SOMMAIRE: Texte-interview, introduit dans la rubrique "Histoires du Transparti, dans laquelle les nouveaux inscrits pour 1994 exposent les raisons de leur inscription. Lavaggi en donne deux: 1) "les événements qui influencent aujourd'hui notre vie ont lieu hors et par dessus les frontières nationales"; 2) le Parti radical est le seul qui fait, en Italie, une série de choses qui personne d'autre ne fait". Lavaggi rappelle ses expériences précédentes de contact avec le parti (1974, 1975, 1989), ses divergences avec les luttes radicales sur le nucléaire civil et l'antimilitarisme, et enfin les bons rapports durant la période de travail au Parlement européen. Il ironise enfin, en plaisantant, sur les rapports difficiles entre les radicaux et le parti républicain.

(1994 - LE QUOTIDIEN RADICAL, 25 octobre 1993)

----

Ottavio Lavaggi, député républicain, est trésorier du Parti Radical depuis l'Assemblée de Sofia. Inscrit au Pr pour 1993, il annonce son inscription également pour 1994.

Donc tu t'inscris pour 1994 aussi?

Oui, je m'inscris au Pr pour 1994 aussi parce que les raisons qui m'amenèrent, en 1993, à reprendre, après quelques années d'absence, la carte radicale, sont plus que jamais valables.
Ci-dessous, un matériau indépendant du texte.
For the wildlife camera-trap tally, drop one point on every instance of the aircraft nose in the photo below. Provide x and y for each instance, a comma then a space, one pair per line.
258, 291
Et quelles sont ces raisons?

Il y en a deux. La première c'est que je suis convaincu que la politique, aujourd'hui, est soit transnationale soit provinciale. Et franchement je préfère le premier choix. L'explication est facile: les événements qui influencent aujourd'hui notre vie, en grande partie, ont lieu hors et par dessus les frontières nationales. La seconde raison à la base de mon inscription c'est que le Parti radical est le seul qui fait, en Italie, une série de choses que personne d'autre ne fait et qui, si elles n'étaient pas faites, mettraient le pays dans une position encore pire que celle où il se trouve.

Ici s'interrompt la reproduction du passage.